Tiga dari empat saksi yang diperiksa merupakan keluarga eks Kajari Buleleng, Fahrur Rozi, mulai dari istri, anak, hingga kakaknya.
Baca juga: Jaksa Nilai Gratifikasi Rp 16 Miliar yang Diterima Rafael Alun Bersama Istrinya Harus Dianggap Suap
"NQ selaku kakak kandung dari Tersangka FR. RIPF selaku anak dari Tersangka FR. BD selaku istri dari Tersangka FR," kata Kepala Pusat Penerangan Hukum Kejaksaan Agung, Ketut Sumedana dalam keterangannya, Kamis (31/8/2023).
Selain keluarga Fahur Rozi, diperiksa pula mantan Kepala Dinas Pendidikan Kabupaten Bangka Tengah pada hari yang sama.
Namun Kejaksaan Agung enggan memberi tahu korelasi Kepala Dinas Pendidikan Bangka dengan peristiwa pidana yang terjadi di Buleleng ini.
"S selaku Kepala Dinas Pendidikan Kabupaten Bangka Tengah periode Tahun 2009," katanya.
Dalam perkara ini selain Fahrur Rozi, tim penyidik juga telah menetapkan Direktur Utama CV Aneka Ilmu, Suwanto sebagai tersangka.

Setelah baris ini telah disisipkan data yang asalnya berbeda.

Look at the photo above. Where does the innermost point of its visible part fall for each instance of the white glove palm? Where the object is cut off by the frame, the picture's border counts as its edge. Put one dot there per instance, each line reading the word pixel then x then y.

Mereka ditetapkan tersangka dan ditahan sejak Selasa (1/8/2023).
Terkait perkara ini, Fahrur Rozi berperan mengarahkan agar desa-desa di Buleleng membeli buku dari CV Aneka Ilmu.

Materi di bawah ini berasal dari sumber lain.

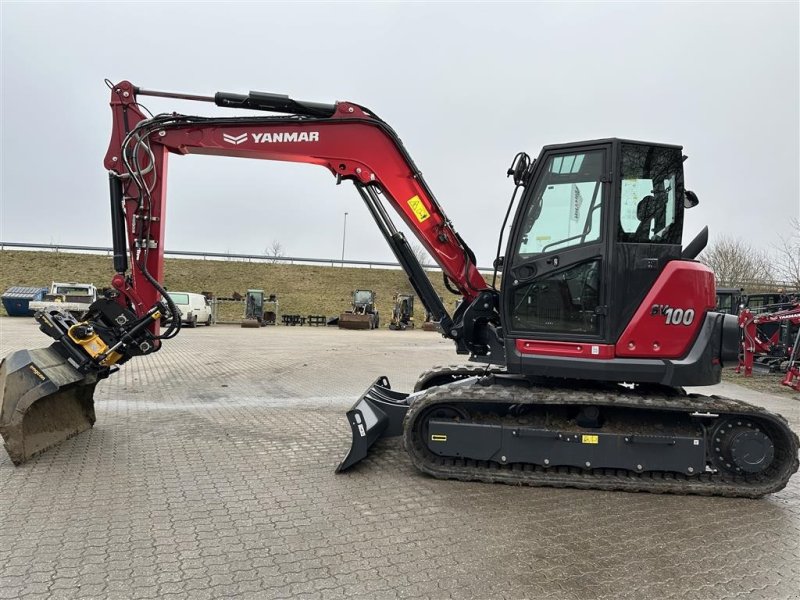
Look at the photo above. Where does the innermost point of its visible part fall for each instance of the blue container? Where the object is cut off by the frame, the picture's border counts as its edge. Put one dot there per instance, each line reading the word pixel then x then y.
pixel 16 300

Baca juga: Tak Hanya Istri, Rafael Alun Turut Ajak Mario Dandy Cuci Uang Hasil Gratifikasi
Arahan pembelian buku itu terkait dengan proyek pengadaan buku perpustakaan desa di Kabupaten Buleleng.

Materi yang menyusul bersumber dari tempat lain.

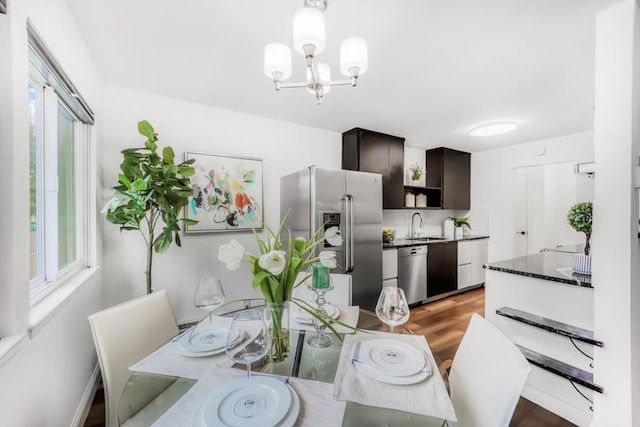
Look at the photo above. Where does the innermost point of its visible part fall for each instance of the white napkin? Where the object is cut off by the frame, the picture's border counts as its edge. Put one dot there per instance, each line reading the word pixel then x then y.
pixel 317 407
pixel 349 315
pixel 428 397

"Yang pada akhirnya CV Aneka Ilmu mendapatkan proyek pengadaan buku untuk perpustakaan desa di Kabupaten Buleleng," katanya.
Perbuatan itu disebut-sebut sarat akan konflik kepentingan.
Sebab, Fahrur Rozi diduga menerima fee dari proyek pengadaan buku tersebut.
Dia pun disebut-sebut tak mencerminkan profil seorang pegawai negeri sipil (PNS), khususnya jaksa.
"Telah terjadi konflik kepentingan dengan tugas Tersangka FR selaku jaksa. Tersangka dalam kapasitasnya selaku jaksa telah menerima sejumlah uang yang tidak sesuai dengan profil sebagai pegawai negeri sipil," ujar Ketut.
Total fee yang diterimanya mencapai Rp 24,4 miliar sejak tahun 2006 hingga 2019.
Akibat perbuatannya, Fahrur Rozi dijerat Pasal 12 B atau Pasal 12 huruf a atau Pasal 12 huruf e atau Pasal 5 Ayat (2) atau Pasal 11 Undang-Undang RI Nomor 20 Tahun 2001 tentang Perubahan Atas Undang-Undang RI Nomor 31 Tahun 1999 tentang Pemberantasan Tindak Pidana Korupsi.
Sementara Suwanto dijerat Pasal 5 Ayat (1) huruf a atau huruf b Undang-Undang RI Nomor 20 Tahun 2001 tentang Perubahan atas Undang-Undang RI Nomor 31 Tahun 1999 tentang Pemberantasan Tindak Pidana Korupsi atau atau Pasal 13 Undang-Undang RI Nomor 31 Tahun 1999 sebagaimana diubah dan ditambah Undang-Undang RI Nomor 20 Tahun 2001 tentang Perubahan Atas Undang-Undang RI Nomor 31 Tahun 1999 tentang Pemberantasan Tindak Pidana Korupsi.